The first Chicano murals originated in 1965 on the walls of Cesar Chavez’ United Farm Workers [UFW] union headquarters in Delano, California. A decade later, supporters of Chavez’ UFW union marched from the Texas Rio Grande Valley to Austin with stops in San Antonio. San Antonio artists took notice of the UFW’s use of colorful banners with artwork depicting farm worker issues in addition to the marchers’ incorporation of cultural images such as the Virgin Guadalupe to unite supporters.

Chicano murals first appeared in San Antonio in 1974 when Jesse Trevino completed his monumental mural “La Historia Chicana” at the Student Union Building of Our Lady of the Lake University [OLLC]. Trevino, an art history major at OLLC, studied previously at San Antonio College where he had been influenced by art professor Mel Casas. Located in San Antonio’s Westside, OLLC was in close proximity to the Cassiano Homes near the street intersection of Laredo and Zarzamora.

By the mid 1970s several Chicano leaders in the art community including art professor Mel Casas and Cesar Martinez, a graduate of Texas A&M Kingsville, were active in promoting the works of San Antonio artists who identified as Mexican American or Chicano. Jesse Trevino knew these artists and had painted a large mural depicting his personal story in his home. His mural, “Mi Vida” gave him the confidence to undertake the OLLC mural which measured 100×57 inches.

The San Antonio mural movement began when Anastacio Torres and Juan Hernandez, both Westsiders and graduates of Lanier High School, approached owners of a retail food store near 24th street and Castroville Road about the possibility of painting the back wall of the store. The property owners agreed on the assumption that the painted wall would beautify the outdoor space.

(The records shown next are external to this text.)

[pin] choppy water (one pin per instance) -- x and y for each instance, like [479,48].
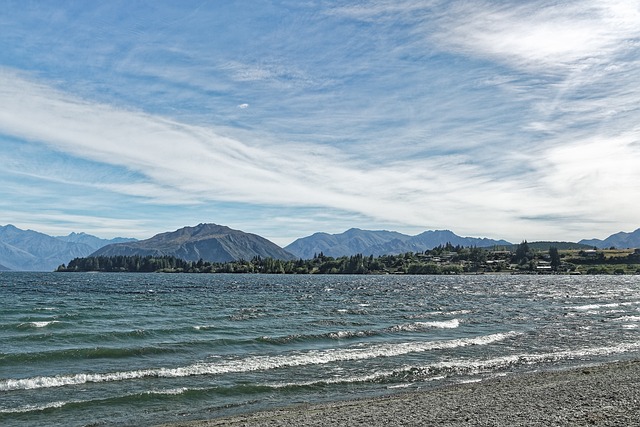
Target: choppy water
[142,349]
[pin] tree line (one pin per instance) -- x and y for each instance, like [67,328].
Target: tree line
[444,259]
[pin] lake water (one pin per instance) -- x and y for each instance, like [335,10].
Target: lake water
[142,349]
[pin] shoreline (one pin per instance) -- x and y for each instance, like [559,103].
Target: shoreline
[601,395]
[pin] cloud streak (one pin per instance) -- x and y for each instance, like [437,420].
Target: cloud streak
[513,120]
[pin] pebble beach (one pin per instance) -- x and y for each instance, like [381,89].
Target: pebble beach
[604,395]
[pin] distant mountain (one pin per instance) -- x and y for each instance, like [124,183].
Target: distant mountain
[28,250]
[350,242]
[92,241]
[377,243]
[544,246]
[618,240]
[209,242]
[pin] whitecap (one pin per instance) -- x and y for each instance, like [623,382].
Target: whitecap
[257,363]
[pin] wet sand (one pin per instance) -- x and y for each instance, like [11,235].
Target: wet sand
[605,395]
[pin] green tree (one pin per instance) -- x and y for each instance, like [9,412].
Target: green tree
[555,257]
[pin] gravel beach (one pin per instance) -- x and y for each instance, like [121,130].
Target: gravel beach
[604,395]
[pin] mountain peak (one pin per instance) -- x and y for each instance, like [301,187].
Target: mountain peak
[209,242]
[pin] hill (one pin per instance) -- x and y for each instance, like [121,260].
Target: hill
[355,241]
[617,240]
[352,241]
[209,242]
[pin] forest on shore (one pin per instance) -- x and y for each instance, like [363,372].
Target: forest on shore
[444,259]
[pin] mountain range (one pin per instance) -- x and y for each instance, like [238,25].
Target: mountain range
[209,242]
[382,242]
[618,240]
[28,250]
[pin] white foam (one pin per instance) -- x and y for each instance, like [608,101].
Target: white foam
[256,363]
[419,326]
[628,319]
[34,408]
[41,324]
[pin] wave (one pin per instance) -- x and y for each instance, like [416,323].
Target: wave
[88,353]
[38,324]
[591,307]
[347,334]
[256,363]
[420,326]
[442,370]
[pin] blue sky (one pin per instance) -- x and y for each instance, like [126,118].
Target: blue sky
[505,119]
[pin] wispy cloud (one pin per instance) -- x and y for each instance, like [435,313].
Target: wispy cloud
[499,118]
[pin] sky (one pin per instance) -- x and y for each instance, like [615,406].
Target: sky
[504,119]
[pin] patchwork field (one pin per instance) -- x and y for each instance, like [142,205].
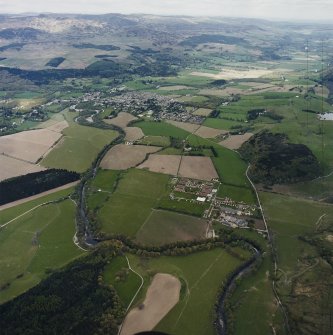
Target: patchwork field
[203,111]
[123,157]
[11,167]
[164,227]
[162,295]
[79,146]
[197,168]
[201,275]
[33,244]
[184,166]
[190,127]
[28,145]
[167,164]
[121,120]
[207,132]
[133,133]
[234,142]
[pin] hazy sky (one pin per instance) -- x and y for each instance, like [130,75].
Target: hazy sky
[318,10]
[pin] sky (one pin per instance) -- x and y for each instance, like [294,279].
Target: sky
[300,10]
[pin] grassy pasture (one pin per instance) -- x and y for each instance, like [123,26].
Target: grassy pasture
[24,263]
[79,146]
[164,227]
[125,282]
[201,275]
[130,205]
[161,129]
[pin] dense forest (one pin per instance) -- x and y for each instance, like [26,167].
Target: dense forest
[71,301]
[275,161]
[33,183]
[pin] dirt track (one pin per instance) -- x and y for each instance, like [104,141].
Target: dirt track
[162,295]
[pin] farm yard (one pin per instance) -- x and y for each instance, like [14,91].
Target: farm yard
[123,157]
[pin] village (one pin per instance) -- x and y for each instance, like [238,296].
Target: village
[221,210]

Torres and Hernandez completed their mural near the Veramendi Public Housing community. The artists painted the wall without ladders and scaffolding standing on their car hoods and on top of their cars to attain the required height of the mural. With a public mural under their belt, they applied for city arts funding and with the small grant formed the Community Arts Organization at the Cassiano Homes. Next, they canvassed the neighborhood asking residents about preferences of artistic subjects, themes, and concepts.

By 1980 the public arts project at Cassiano Homes was well underway. The city arts funding allowed Torres and Hernandez to hire young artists to work on their mural crews, many of whom had little experience in public art. One of the rationales for creating public art concerned the prevalence of graffiti which bothered the majority of Cassiano Homes residents. Alex Rubio, a resident of the nearby San Juan Housing complex, was one of the most active graffiti artists of the Westside. While still a teenager, he established himself as a prolific and creative “tagger,” as graffiti artists were known. Torres and Hernandez were able to locate Rubio and hired him for their mural project.

In the 1980s, nearly all the Chicano murals of the city were located in the Cassiano Homes. With funding from the City of San Antonio, the Community Arts Program completed more than 50 murals. The murals included religious themes, historical events, and notable figures of the Mexican Revolution including Francisco Villa and Emiliano Zapata.

Some of the murals celebrated San Antonio and Texas personalities such as Congressman Henry B. Gonzalez and Bishop Patricio Flores as well as Chicano and Latino musicians. On the barrio walls of Cassiano Homes the muralists painted portrayals of historic events
such as the U.S.-Mexican War and the Treaty of Guadalupe Hidalgo in addition to Mexican icons such as cactus and eagles.

In the late 1980s, funding for the Cassiano Homes dried up and Torres and Hernandez closed the community mural arts headquarters. Two of the artists who participated in the murals project, Vincent Valdez and Alex Rubio, emerged as major Chicano artists. Their mural painting experience helped their development as Chicano artists. Today, they continue making a significant contribution to the Chicano and Latino art movement and both have art works in major museums in San Antonio.